Monday, April 6, 2015

Book Review: The Immortal Life of Henrietta Lacks by Rebecca Skloot

The concept of The Immortal Life of Henrietta Lacks has intrigued me ever since I first heard of it - it's an interesting non-fiction mix of scientific data, biography, and ethical questioning relating to the taking of a person's biological property.

Henrietta Lacks was a poor tobacco farmer from Virginia who moved to Baltimore in the 1940s boom of Bethlehem Steel with her husband. She had 5 children and lived life as any black woman of the time did. One day, she could feel a lump in her abdomen, so she went to John's Hopkins Hospital where they discovered that the lump was cervical cancer. They treated her with radiation periodically over the course of several months, the lump shrank, and they sent her home to live life and come back for monthly checks. About 3 months after they had told her she was completely fine each time, she came back with incredible pain, and they discovered that other tumors had started forming all over her body. It advanced incredibly quickly, filling her body with tumors and giving her so much pain that no medication could help. She passed away in 1951. The reason she is the subject of this book has almost nothing to do with her own personal life and history - it's about her cells. During her first radiation treatment, they had to anesthetize her and insert radium into her uterus near the tumor - while she was under, they decided to take a slice of her tumor and gave it to the hospital's researcher on human culturing, George Guy, to see if he could grow the cells in his laboratory. This had never been achieved before, but doctors knew it would be the change of the medical industry once it finally worked and the cells would grow, so they took cells from most people they felt they could get away with at the time in hopes that they would happen upon cells that would work. Henrietta's cells were the first ones in history that grew in culture. This lead to an explosion of understanding about the human body, and was directly the reason we have vaccines for polio, HPV, hepatitis, and treatments for HIV, TB and much more. Her cells let us begin mapping the human genome and are the reason we know there are 23 base pairs in DNA. Her cells helped us learn about cancer, genetic disease, and so much more. It's honestly incredible how much her cells (known as HeLa in the science community) gave the medical field and all of us as a byproduct.

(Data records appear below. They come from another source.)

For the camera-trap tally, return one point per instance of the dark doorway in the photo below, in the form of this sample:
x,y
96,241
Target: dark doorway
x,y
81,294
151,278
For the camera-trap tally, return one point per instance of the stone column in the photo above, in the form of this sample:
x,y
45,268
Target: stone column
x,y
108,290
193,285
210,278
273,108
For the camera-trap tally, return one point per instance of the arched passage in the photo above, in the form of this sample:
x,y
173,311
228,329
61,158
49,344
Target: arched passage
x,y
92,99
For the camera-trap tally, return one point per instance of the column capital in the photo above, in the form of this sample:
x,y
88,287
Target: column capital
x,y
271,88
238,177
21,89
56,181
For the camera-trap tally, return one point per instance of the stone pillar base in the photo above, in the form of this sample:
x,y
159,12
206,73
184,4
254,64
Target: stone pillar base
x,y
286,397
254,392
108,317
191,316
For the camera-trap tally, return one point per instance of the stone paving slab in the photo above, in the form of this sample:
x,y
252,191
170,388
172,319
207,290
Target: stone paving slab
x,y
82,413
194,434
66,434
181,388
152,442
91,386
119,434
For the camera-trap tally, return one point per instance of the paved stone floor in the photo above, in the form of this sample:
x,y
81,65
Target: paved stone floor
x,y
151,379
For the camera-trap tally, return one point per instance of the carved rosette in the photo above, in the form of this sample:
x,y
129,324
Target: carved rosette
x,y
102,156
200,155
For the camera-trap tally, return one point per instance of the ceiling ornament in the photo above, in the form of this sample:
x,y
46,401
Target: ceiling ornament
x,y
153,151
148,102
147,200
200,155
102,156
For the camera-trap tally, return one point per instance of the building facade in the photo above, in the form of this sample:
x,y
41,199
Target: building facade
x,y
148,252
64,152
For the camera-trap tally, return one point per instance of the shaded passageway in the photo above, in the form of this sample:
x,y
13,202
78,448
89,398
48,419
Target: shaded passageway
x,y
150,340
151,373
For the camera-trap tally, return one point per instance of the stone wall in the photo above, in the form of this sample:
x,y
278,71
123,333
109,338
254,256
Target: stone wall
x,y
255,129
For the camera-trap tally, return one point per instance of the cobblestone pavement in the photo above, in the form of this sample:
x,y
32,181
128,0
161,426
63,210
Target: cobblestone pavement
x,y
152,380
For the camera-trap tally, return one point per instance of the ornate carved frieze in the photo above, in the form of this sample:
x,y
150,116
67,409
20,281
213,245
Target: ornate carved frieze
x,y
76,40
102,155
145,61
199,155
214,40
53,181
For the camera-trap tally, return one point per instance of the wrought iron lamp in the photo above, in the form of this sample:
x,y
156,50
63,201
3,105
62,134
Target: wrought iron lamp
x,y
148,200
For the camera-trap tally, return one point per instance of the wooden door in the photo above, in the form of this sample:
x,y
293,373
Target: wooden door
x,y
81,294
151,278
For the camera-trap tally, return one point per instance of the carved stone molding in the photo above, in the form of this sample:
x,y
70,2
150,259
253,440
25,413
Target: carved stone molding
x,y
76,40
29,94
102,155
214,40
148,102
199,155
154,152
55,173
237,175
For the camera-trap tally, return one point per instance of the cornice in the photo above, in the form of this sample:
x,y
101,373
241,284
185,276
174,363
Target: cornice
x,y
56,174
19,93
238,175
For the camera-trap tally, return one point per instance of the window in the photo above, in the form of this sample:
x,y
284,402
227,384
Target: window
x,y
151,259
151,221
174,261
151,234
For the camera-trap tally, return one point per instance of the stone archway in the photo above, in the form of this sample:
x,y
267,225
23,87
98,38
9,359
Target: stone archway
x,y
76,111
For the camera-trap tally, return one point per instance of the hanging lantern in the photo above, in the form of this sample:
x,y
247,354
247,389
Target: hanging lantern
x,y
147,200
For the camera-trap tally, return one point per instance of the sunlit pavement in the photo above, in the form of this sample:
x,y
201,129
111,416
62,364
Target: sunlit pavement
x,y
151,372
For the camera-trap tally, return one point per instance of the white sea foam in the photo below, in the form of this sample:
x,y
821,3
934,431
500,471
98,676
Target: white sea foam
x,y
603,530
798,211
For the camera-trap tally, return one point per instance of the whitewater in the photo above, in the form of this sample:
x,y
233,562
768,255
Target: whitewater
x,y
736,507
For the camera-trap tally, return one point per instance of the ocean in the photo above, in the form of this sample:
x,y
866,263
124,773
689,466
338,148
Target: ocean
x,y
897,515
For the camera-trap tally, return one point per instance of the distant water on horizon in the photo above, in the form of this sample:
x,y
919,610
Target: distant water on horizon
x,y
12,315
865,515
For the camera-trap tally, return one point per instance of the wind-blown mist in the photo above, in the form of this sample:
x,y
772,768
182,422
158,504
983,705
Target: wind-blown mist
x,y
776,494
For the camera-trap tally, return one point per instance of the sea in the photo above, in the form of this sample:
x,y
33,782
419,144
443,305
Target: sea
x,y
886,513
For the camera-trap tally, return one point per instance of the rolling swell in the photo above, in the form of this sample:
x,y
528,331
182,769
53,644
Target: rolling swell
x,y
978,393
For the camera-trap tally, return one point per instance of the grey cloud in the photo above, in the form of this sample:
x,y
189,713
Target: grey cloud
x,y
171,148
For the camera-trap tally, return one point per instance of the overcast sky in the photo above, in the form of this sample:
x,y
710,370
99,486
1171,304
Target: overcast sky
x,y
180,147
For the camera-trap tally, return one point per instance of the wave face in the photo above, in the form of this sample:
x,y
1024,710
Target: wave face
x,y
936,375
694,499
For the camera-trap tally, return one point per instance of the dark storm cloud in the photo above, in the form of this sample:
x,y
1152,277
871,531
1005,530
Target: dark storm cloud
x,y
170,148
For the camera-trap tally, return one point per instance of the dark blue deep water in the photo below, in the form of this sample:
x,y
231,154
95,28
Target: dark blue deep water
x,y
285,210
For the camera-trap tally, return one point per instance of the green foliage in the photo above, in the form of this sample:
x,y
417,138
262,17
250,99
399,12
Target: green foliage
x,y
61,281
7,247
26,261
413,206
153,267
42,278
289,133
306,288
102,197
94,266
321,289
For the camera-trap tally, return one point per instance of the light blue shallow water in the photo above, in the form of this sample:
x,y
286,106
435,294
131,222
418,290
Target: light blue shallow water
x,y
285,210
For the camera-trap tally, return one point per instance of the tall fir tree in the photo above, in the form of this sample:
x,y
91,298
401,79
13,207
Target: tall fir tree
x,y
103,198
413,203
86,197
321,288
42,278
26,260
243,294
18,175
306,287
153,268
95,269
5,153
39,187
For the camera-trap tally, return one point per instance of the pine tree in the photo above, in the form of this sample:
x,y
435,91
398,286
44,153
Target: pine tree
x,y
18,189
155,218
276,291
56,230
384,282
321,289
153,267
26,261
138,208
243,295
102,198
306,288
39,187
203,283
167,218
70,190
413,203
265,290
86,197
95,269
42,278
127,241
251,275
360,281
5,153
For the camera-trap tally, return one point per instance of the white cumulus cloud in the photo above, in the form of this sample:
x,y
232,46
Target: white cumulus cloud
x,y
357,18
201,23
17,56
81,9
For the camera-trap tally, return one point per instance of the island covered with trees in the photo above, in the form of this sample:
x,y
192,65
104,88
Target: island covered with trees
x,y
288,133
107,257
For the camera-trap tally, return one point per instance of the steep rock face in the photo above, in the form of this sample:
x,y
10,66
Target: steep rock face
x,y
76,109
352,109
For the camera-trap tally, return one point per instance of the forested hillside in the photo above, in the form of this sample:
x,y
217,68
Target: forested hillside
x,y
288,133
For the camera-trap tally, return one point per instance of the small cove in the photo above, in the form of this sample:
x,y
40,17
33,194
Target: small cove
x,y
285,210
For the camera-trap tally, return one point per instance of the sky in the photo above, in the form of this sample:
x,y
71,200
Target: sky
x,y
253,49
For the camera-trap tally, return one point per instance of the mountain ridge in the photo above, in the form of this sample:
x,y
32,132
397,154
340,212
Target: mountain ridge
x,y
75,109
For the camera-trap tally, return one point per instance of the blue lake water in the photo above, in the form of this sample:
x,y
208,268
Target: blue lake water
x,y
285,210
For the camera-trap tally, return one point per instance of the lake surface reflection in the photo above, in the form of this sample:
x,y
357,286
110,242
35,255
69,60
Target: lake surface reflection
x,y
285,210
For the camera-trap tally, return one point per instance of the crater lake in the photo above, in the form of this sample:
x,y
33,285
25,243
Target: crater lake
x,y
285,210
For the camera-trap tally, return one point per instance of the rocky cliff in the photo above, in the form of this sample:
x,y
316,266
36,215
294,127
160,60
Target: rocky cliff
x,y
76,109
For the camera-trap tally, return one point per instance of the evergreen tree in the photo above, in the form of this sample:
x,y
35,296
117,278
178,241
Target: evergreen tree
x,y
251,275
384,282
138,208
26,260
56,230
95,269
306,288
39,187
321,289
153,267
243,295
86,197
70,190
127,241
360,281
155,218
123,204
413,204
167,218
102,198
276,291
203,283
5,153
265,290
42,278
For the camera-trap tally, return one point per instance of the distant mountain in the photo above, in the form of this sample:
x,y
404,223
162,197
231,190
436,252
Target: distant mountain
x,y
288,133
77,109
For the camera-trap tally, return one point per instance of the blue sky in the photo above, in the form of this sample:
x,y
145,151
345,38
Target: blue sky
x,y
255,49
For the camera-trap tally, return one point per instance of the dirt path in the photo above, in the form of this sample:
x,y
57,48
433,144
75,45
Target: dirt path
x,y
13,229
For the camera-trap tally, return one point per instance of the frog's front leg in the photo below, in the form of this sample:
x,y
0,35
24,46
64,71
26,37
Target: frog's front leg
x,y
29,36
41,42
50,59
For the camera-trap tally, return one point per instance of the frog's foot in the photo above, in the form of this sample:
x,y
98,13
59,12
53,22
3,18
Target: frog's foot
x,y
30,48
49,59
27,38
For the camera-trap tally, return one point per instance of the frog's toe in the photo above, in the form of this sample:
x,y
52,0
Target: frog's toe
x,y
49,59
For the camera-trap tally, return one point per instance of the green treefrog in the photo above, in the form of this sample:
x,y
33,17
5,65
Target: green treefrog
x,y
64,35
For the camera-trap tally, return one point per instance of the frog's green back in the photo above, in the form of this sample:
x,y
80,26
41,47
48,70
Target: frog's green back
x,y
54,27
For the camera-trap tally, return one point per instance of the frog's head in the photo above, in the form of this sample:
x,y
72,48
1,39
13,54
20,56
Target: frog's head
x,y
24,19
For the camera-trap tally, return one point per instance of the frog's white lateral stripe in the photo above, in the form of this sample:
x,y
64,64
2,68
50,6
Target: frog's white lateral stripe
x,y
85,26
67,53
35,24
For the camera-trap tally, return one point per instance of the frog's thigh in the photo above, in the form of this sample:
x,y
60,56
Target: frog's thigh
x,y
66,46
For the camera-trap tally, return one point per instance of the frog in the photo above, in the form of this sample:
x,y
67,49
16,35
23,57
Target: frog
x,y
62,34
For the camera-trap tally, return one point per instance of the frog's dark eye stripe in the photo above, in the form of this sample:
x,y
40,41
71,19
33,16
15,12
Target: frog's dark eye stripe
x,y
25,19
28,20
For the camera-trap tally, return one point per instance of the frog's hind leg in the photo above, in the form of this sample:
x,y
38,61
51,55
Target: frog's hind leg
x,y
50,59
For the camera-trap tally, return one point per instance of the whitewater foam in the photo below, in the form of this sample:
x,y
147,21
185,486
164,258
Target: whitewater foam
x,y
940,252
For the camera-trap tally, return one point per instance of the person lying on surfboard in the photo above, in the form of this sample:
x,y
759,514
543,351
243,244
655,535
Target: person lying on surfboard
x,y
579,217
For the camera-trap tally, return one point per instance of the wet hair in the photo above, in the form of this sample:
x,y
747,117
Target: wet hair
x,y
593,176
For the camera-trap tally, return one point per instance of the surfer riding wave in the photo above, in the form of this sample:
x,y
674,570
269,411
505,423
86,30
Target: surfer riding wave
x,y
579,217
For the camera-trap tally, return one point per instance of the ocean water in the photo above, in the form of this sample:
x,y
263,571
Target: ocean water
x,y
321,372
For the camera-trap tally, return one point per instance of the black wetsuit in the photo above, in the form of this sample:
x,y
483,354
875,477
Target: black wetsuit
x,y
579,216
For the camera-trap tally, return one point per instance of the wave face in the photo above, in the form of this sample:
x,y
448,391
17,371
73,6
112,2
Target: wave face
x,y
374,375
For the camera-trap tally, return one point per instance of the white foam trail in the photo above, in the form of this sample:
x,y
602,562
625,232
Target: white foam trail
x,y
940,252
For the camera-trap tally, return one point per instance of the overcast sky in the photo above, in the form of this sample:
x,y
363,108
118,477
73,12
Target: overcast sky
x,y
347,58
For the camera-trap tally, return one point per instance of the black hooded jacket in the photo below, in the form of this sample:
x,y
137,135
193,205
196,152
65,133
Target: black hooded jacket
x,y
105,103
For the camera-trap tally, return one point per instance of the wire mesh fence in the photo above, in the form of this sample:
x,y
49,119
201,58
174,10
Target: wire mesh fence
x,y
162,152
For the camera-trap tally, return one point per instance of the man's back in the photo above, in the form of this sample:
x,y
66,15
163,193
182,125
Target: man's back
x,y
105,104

So, what's the big deal? Well, it turns out the doctors were very shady about what they did. Johns Hopkins never told Henrietta or her family about her cells being cultured, and George Guy was so excited about the fact that the cells would grow that he started giving them out to anyone who asked for them in the research community. He never charged anyone who he gave the cells to, so Johns Hopkins never directly made any money from HeLa cells, but some of the scientists he gave them to did. Other scientists decided to start medical supply companies and sell HeLa cells by the vial to anyone who would pay. There is no way to know how much money was made though the sale of these cells, and Henrietta's family did not find out about all this until 20 years later. Her family are very uneducated (no judgement there, it's just a fact), so all they saw from this new info is 1) their mother/wife/etc is still alive in some way and kept in a laboratory and 2) people were making millions of dollars selling pieces of her. Henrietta' children started trying to stir things up and demand compensation for their mother's cells from Johns Hopkins, saying that they know the hospital made money off the cells even though they insist they did not. The fight lasted the rest of their lives. Eventually, Henrietta's daughter, Deborah, learned to sort of let it go and just enjoy that her mother was a medical miracle that has saved countless lives. Deborah ends up being able to visit a lab and see the cells for herself in her lifetime, which was nice to read about.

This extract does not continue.